What I miss here? How to search through any elements in this field?

Your SQL statements, or the LIKE '%a%' and LIKE '%full%', are good.

But the wpdb::prepare()‘s documentation says, “Literal percentage signs (%) in the query string must be written as %%“, hence you should actually use LIKE '%%a%%' and LIKE '%%full%%'.

But then the documentation also says that:

Percentage wildcards (for example, to use in LIKE syntax) must be
passed via a substitution argument containing the complete LIKE
string, these cannot be inserted directly in the query string.
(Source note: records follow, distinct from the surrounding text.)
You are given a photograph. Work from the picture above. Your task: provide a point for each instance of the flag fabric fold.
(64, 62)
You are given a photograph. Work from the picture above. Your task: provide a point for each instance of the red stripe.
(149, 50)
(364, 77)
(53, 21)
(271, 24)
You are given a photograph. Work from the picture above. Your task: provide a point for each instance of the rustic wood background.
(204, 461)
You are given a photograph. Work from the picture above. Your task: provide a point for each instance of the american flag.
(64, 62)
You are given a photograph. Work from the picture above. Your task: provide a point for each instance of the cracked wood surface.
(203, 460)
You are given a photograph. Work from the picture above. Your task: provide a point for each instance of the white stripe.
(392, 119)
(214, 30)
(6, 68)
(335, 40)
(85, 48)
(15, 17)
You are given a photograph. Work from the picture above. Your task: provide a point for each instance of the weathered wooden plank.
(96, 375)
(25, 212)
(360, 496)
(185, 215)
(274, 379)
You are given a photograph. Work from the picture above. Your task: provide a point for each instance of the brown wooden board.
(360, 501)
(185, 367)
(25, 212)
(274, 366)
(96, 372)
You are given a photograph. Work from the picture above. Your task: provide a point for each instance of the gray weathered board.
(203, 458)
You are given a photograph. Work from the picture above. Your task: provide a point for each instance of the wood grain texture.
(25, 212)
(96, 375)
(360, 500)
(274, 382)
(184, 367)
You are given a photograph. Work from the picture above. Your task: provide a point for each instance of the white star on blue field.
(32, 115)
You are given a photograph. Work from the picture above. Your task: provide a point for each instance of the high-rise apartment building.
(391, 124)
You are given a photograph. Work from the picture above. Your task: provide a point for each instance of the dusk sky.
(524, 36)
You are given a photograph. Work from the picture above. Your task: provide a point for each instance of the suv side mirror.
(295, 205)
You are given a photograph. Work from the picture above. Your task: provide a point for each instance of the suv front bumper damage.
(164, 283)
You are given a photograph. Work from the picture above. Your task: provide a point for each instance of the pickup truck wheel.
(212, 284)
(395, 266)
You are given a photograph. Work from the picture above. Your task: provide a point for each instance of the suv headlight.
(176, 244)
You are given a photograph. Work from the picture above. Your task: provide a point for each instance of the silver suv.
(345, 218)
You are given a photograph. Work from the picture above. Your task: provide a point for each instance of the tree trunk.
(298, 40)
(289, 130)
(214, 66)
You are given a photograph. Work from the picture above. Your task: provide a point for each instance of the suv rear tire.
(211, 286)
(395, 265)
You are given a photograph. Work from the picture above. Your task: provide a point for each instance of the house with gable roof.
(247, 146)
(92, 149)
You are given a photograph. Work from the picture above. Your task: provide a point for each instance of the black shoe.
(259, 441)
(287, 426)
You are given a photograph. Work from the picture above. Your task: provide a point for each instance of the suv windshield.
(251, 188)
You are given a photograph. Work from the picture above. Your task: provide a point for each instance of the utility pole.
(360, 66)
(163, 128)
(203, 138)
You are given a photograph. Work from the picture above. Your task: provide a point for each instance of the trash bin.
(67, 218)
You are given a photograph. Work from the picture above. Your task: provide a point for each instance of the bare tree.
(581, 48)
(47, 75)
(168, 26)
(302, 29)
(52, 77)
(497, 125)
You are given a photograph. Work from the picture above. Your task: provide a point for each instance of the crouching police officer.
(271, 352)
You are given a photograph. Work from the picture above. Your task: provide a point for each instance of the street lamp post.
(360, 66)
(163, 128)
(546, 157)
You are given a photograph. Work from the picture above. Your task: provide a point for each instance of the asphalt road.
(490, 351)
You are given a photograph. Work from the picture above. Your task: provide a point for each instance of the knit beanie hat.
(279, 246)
Also
see
wpdb::esc_like().

Therefore with wpdb::prepare(), you would want to do it like so which is based on the example in the esc_like()‘s documentation:

Additionally, instead of hard-coding the table name (wp_postmeta), I used $wpdb->postmeta — it’s a core property and is equivalent to {$wpdb->prefix}postmeta used in a double-quoted string "like this".

$wild = '%';
$find = 'full';
$like = $wild . $wpdb->esc_like( $find ) . $wild; // build the complete LIKE string

// I wrapped the statement for brevity.
$query = $wpdb->prepare( "
    SELECT meta_value
    FROM $wpdb->postmeta
    WHERE meta_key = 'job_bm_job_type'
        AND meta_value LIKE %s
    LIMIT 1
", $like );

Why exactly %a% worked, but %full% did not work

  • %full% starts with %f which is one of the supported placeholders for wpdb::prepare() (the other two placeholders are %s and %d).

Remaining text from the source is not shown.